Part of learning from tragedies on wildland fires involves figuring out in as much detail and with as much precision as possible what went wrong or occurred leading up to the tragedy, so that similar factual scenarios in the future can be made safer. If a wildland fire tragedy is blamed on a predicted weather event such a forecasted wind shift when that predicted weather event was not actually the direct causal factor of the tragedy (or it wasn't the causal factor in the way the prevailing narratives suggest), the fireline is actually made even more dangerous, because wildland firefighters will inappropriately take comfort in remedial measures such as more frequent forecasts or an IMET on every fire over a certain size. Phrased differently, inaccurately blaming a wildland fire tragedy on a predicted weather event is dangerous, because it diverts focus and safety measures from wherever they should be focused instead.
In the wake of both the South Canyon Fire and the Yarnell Hill Fire, seasoned wildland fire investigators and expert wildland firefighters pointed their fingers at a forecast weather event (an outflow boundary, arriving from the N/NE, with winds up to 40 mph, in the case of the Yarnell Hill Fire) as the direct causal factor in the fire blow-up, direction change, and exponential increase in rate of spread that then entrapped and killed dozens of wildland firefighters. The eruptive fire behavior (or blow-up) in the South Canyon Fire or the Yarnell Hill Fire that ultimately entrapped and killed dozens of wildland firefighters was assumed to be the product of high-speed winds that were pushing the fire on top of the wildland firefighters faster than they could outrun it.
But roughly ten years after the 1994 South Canyon Fire tragedy, a fire scientist named Dr. D.X. Viegas started publishing essays in which he suggested that the predicted wind event narrative does not accurately explain what happened with the South Canyon Fire in the minutes leading up to the entrapment and deaths.

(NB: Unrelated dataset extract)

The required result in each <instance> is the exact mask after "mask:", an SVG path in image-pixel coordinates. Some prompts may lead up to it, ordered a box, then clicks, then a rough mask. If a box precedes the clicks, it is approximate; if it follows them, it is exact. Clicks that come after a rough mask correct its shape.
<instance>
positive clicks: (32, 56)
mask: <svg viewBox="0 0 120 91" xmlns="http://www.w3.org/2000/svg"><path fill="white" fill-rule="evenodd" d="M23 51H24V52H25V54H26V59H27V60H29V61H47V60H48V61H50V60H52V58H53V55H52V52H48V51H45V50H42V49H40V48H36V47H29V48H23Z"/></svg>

Viegas observes that there was no wind event of the sort that National Weather Service meteorologist Chris Cuoco predicted that pushed the fire directly on top of the deceased wildland firefighters. If the weather event had any sort of impact, it was far more subtle, more nuanced, less direct, far less obvious (particularly to those on the ground, working on the fire line), and harder to figure out. In Viegas's view, the South Canyon Fire blow-up (and the resulting tragic deaths) was the product of uber-extreme fire behavior creating its own influencing forces, particularly when coupled with sloping terrain. Convection, indrafting, and a positive feedback cycle appear to be what Viegas would finger as the causal factor of the South Canyon Fire, moreso than meteorologist Chris Cuoco's forecasted weather event.
The same case can be made regarding the Yarnell Hill Fire. In the wake of the tragic fire on June 30, 2013, multiple expert investigation teams and multiple meteorology academics and professionals indicated that 19 Granite Mountain Hotshots died at the Yarnell Hill Fire because of a predicted weather event (winds from an outflow boundary, arriving from the N/NE at speeds of up to 40 mph) that pushed the fire on top of the hotshots.
But the time-stamped photos and videos do not support this narrative. There is no evidence in the local communities of outflow boundary winds from the N/NE of up to 40 mph. Lawn furniture was not strewn, camera tripods were not knocked over by 40 mph winds, people did not have trouble walking into the alleged wind. Moreover, the fire eruption that ultimately entrapped and killed the Granite Mountain Hotshots appears to have come from the west/NW. If there were direct outflow boundary winds of up to 40 mph from the N/NE, the fire would have been pushed to the South/SW and away from the Granite Mountain Hotshots. But that is not what happened.
In this presentation, a more accurate timeline and relevant photos will be presented, to assess how they line up with the presumed wind event, and relevant operational take-aways (such as the need to acknowledge that even the best, most accurate weather forecast might not be able to be linearly used in predicting in detail short term wildland fire behavior) will be discussed.